WASHINGTON, April 12, 2012- The consistent increase in U.S. farmland values is likely to level out in the coming years, but not through a market “bust,” said a panel of farm credit experts Wednesday at the Farm Foundation Forum.
U.S. crop producing regions, particularly in the Corn Belt, have seen values rising 25 to 40 percent in recent years, said Federal Reserve Bank of Kansas City Vice President Jason Henderson. According to the USDA, U.S. cropland values have soared more than 40 percent since 2004.
High farm incomes are spilling over into rural spending, Henderson explained, helping rural communities respond better to the economic recession. He said rural manufacturing is up 14 percent since 2009.
“We’re not just seeing it in tractor and combine sales,” he said. “Bankers say spending is in grain bins, machine sheds and upgrades of farm offices. Investments are being made across the country side.”

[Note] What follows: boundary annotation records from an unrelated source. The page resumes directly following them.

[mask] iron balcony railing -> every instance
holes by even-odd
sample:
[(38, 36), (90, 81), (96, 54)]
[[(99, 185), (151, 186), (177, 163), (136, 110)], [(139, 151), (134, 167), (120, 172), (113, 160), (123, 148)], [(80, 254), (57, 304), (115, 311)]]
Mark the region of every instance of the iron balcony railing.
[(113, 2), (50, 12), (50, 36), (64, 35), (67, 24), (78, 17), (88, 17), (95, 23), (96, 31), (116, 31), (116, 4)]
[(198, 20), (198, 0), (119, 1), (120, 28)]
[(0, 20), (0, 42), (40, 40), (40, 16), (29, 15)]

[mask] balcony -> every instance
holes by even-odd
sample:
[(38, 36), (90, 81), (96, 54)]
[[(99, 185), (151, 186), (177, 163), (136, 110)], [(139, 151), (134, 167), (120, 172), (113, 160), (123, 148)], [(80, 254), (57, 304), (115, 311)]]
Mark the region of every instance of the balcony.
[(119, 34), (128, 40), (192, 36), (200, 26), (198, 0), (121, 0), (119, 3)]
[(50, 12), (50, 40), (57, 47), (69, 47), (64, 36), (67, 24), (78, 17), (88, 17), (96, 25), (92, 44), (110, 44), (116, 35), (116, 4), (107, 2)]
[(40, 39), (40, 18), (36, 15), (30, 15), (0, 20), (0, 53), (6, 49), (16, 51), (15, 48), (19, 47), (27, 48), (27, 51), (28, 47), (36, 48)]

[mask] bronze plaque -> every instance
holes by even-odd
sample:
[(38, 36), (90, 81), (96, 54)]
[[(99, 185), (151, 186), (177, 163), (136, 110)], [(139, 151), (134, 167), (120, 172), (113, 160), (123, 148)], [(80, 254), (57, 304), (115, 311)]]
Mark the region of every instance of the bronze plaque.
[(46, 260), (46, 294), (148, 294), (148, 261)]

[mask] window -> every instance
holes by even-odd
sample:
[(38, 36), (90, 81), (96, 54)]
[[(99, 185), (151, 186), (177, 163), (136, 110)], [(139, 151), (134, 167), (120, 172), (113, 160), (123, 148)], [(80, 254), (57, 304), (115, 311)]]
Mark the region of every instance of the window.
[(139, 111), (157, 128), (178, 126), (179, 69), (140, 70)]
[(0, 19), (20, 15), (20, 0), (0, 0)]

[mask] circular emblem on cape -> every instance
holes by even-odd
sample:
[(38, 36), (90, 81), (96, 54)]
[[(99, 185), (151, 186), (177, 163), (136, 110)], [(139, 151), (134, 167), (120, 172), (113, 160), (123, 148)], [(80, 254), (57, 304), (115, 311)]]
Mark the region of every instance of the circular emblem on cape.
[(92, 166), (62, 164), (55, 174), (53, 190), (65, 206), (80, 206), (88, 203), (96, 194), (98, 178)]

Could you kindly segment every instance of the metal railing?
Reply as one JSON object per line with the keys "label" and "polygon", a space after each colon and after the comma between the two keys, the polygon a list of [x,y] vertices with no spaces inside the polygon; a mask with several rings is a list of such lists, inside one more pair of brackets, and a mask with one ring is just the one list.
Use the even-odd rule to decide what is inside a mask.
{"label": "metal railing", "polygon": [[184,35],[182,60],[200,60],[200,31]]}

However, eras of low interest rates, like the one currently driving farmland values, raise concerns about the sustainability of farmland prices, Henderson said.
“Community bankers say one of the biggest struggles they’re facing is operating loan demand,” he said. “There’s a lot of intense competition in terms of lower interest rates.”
According to a Federal Deposit Insurance Corporation (FDIC) report, bankers must continually assess risk in relation to economic events, because “history has shown that rapid spikes in farm income and farmland values are followed by significant declines.”
“The national housing downturn already has led to a decline in real farmland prices in coastal states, and increasing risks in the corn ethanol industry could deflate farmland prices in the nation's crop-producing states,” warned the FDIC report.
Purdue University Center for Commercial Agriculture Director Brent Gloy said policy plays a major role in the current farmland value environment. Crop demand for biofuel production and increasing demand from international emerging markets are helping to set the stage for an environment with tight stocks and growing demand, he said. For example, increases in soybean exports to China and corn acres dedicated to ethanol contributed substantially to rising farm incomes.
These favorable conditions, including consistently low interest rates, lead to high farmland value, but Gloy cautioned that these conditions are likely to change.
“If it’s a bubble, it’s not a debt-fueled bubble,” he said.
Lenders are more cautious and interest rates are lower than they were in the housing market bubble and the farm crisis of the 1980s, he explained. Today’s farmers are also committing to land purchases backed by strong balance sheets and high commodity prices.
Gloy cited a farmland value survey of 189 respondents that showed expectations “all over the board” regarding commodity prices within the next five years, but “farmers’ expectations are likely than $5 and up is where we’re going to be.”